Tujuan pengamalan Pancasila itu sendiri tidak lain untuk mewujudkan kehidupan pribadi dan kehidupan bersama yang dicita-citakan, kehidupan yang kita anggap baik. Dan untuk merasakan kehidupan yang kita anggap baik itulah tujuan akhir dari pembangunan bangsa dan Negara kita.
Pancasila sebagai dasar negara adalah harga mati yang tidak  boleh ditawar lagi. Bukan tidak mungkin apabilaada oknum yang ingin mengganti ideology pancasila dengan yang lainnya maka akan timbul permasalahan atau kesalahan yang memecah belah eksistensi Negara kesatuan. Akhirnya Indonesia akan tercecar mejadi Negara-negara kecil yang berbasis agama dan suku. Untuk menghindari masalah tersebut maka penerapan hukum-hukum agama (juga hukum-hukum adat) dalam system hukum Negara menjadi urgen untuk diterapkan. Indonesia awalnya merupakan kumpulan kerajaan yang berbasis agama dan suku. Pancasila yang diperjuangkan untuk mengikat agama-agama dan suku-suku itu harus tetap  mengakui jati diri dan ciri khas yang dimiliki setiap agama dan suku.
Selain hal-hal di atas, hubungan Pancasila dengan ajaran Islam juga tercermin dari kelima silanya yang selaras dengan ajaran Islam. Keselarasan masing-masing sila dengan ajaran Islam, akan dijelaskan melalui uraian di bawah ini:

Sila Ketuhanan yang Maha Esa
Esensi dari sila pertama adalah komitmen memuliakan Sang Maha Pencipta dengan sebenar-benarnya, dalam rangka menjaga keluhuran penciptaan manusia di muka bumi. Sila ini akan menjadi pintu pengabdian bagi pengamalan keempat sila lainnya dengan semangat keterpanggilan untuk mewujudkan ketaatan atas hukum-hukum kemutlakan yang menjadi keyakinan tanpa prasyarat atas nilai-nilai Ketuhanan Yang Maha Esa.

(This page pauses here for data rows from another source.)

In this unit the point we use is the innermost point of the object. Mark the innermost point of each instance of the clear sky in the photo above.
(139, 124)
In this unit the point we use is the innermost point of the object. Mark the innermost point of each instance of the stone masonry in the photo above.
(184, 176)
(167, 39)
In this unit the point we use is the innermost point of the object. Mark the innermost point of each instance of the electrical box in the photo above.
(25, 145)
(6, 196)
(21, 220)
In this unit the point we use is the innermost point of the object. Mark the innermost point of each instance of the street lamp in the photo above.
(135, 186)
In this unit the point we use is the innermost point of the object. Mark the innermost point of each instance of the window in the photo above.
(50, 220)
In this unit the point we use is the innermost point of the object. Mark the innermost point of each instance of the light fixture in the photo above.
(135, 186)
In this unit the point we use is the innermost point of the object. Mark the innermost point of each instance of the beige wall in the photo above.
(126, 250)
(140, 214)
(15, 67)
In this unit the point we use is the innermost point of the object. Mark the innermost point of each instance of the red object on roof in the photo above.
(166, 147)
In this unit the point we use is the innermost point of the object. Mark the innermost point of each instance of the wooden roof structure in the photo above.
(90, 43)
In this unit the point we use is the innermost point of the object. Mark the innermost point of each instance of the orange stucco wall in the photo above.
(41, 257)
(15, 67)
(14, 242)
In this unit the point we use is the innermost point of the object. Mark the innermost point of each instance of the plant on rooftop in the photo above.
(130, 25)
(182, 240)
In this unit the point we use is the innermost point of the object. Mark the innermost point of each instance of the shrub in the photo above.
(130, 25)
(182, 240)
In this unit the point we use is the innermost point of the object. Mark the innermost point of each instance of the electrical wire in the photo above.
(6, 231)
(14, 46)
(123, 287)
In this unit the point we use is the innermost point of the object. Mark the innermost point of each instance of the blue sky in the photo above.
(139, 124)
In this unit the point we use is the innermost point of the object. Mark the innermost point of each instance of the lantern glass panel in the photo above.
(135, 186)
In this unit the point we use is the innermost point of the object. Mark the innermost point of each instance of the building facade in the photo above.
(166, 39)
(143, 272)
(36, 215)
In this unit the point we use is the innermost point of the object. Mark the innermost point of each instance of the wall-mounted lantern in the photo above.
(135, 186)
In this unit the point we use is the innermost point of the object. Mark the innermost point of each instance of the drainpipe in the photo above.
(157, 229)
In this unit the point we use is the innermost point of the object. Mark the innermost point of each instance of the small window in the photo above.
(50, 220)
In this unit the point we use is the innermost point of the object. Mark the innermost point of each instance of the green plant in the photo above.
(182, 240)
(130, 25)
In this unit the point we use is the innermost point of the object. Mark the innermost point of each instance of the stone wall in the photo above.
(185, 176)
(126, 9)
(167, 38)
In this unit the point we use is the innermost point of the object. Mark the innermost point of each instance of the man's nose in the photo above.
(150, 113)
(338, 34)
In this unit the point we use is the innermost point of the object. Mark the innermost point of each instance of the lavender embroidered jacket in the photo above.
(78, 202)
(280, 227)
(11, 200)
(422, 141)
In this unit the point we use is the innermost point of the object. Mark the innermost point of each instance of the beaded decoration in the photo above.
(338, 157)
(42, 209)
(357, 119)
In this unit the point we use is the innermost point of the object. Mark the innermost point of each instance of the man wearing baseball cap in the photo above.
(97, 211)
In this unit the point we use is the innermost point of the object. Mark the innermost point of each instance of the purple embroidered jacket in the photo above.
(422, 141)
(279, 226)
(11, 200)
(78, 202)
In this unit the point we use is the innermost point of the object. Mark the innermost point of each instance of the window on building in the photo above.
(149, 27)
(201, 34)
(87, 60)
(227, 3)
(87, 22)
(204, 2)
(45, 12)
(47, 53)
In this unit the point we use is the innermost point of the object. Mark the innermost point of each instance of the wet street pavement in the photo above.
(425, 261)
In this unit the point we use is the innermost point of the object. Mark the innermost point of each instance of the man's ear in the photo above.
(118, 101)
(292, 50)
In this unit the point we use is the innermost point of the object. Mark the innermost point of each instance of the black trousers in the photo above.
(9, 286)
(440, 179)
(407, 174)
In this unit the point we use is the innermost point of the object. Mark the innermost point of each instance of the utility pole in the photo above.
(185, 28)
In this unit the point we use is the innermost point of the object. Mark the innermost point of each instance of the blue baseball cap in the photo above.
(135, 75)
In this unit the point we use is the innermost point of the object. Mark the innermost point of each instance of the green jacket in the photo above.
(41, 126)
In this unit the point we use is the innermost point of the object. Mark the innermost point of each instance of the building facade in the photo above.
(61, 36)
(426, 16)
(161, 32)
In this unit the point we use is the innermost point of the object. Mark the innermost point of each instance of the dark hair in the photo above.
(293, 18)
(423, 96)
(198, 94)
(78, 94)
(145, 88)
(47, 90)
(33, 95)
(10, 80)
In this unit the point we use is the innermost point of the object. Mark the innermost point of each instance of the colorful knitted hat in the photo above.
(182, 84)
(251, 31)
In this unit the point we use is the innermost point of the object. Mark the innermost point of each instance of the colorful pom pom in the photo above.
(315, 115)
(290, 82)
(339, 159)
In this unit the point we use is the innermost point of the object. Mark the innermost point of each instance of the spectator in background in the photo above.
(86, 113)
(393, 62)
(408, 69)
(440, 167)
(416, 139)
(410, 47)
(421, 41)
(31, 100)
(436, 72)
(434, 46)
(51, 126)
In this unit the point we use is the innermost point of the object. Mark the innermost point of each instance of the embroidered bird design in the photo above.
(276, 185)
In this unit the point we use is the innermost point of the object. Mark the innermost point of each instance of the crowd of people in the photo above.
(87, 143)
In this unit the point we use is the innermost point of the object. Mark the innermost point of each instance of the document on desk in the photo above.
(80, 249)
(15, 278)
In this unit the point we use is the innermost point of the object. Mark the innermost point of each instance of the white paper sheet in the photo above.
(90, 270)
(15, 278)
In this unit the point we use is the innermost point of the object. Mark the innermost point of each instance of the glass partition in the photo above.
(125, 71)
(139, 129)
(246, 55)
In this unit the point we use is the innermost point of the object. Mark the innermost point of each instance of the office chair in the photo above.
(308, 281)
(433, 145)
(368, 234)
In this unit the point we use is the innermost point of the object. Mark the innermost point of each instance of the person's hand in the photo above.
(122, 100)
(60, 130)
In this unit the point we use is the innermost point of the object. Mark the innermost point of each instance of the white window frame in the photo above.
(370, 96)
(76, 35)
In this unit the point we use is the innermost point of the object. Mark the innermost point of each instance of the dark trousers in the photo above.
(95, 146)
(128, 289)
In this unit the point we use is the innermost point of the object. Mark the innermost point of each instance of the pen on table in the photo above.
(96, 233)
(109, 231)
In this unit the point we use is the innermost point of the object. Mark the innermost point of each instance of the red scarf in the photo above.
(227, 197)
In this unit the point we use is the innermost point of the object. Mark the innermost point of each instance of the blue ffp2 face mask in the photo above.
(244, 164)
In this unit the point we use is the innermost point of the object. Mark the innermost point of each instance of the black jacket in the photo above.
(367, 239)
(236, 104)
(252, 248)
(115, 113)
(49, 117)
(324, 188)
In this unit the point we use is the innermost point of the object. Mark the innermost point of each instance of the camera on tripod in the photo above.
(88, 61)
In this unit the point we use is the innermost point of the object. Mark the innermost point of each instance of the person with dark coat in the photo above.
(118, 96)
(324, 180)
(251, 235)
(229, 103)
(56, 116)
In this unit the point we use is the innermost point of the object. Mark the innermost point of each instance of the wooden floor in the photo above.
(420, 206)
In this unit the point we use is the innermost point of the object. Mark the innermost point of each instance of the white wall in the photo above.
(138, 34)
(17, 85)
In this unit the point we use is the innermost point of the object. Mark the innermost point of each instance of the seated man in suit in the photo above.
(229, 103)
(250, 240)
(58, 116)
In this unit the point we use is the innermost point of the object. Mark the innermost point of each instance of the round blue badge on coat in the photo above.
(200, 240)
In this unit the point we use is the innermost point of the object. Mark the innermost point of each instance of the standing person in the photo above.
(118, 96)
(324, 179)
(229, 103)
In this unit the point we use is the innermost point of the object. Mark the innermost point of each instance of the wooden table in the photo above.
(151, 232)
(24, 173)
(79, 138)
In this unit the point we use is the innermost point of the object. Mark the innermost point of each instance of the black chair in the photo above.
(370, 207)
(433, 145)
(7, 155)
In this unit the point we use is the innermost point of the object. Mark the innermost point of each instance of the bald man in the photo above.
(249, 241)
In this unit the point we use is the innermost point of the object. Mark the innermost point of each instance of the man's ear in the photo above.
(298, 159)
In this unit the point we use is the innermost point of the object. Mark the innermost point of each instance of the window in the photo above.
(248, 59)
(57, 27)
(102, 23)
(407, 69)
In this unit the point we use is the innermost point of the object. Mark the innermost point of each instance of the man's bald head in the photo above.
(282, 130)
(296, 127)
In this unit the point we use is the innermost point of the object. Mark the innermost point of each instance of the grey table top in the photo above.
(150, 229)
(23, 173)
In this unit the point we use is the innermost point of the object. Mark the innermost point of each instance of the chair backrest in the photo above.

Nilai ketuhanan yang Maha Esa jelas mengadopsi konsep bertuhan Islam, hal ini begitu jelas dan tegas Tuhan berfirman dalam Al-Qur’an: “ Tuhan kamu adalah Tuhan yang Maha Esa”(QS.An-Nahl [16]:22). Peletakan  ideologi  Ketuhanan  Islam dalam  sila pertama Pancasila adalah tepat mengingat bahwa Islam telah berkembang sebagai Agama Nusantara yang mewarnai kehidupan manusia sejak lama hingga kini. Penerapan ideology Islam dalam sila pertama pancasila tidaklah mengandung makna menutup hak hidup bagi pemeluk agama lainnya di Indonesia.

Sila Kemanusiaan yang Adil dan Beradab

Nilai Kemanusiaan adalah elemen nilai yang haarus mengandungi setiap gerak relijiusitas ajaran serta aturan agama dan budaya maupun tradisi. Sebab yang akan menjalankan tatanan bentuk apapun, dn yang menerima efek baliknya, adalah manusia itu sendiri. Sehingga tidak mungkin untuk tidak mengikut sertakan nlai kemanusiaan dalam sendi-sendi peradaban yang dibangun atas dasar agama dan kearifan majemuk budaya maupun tradisi.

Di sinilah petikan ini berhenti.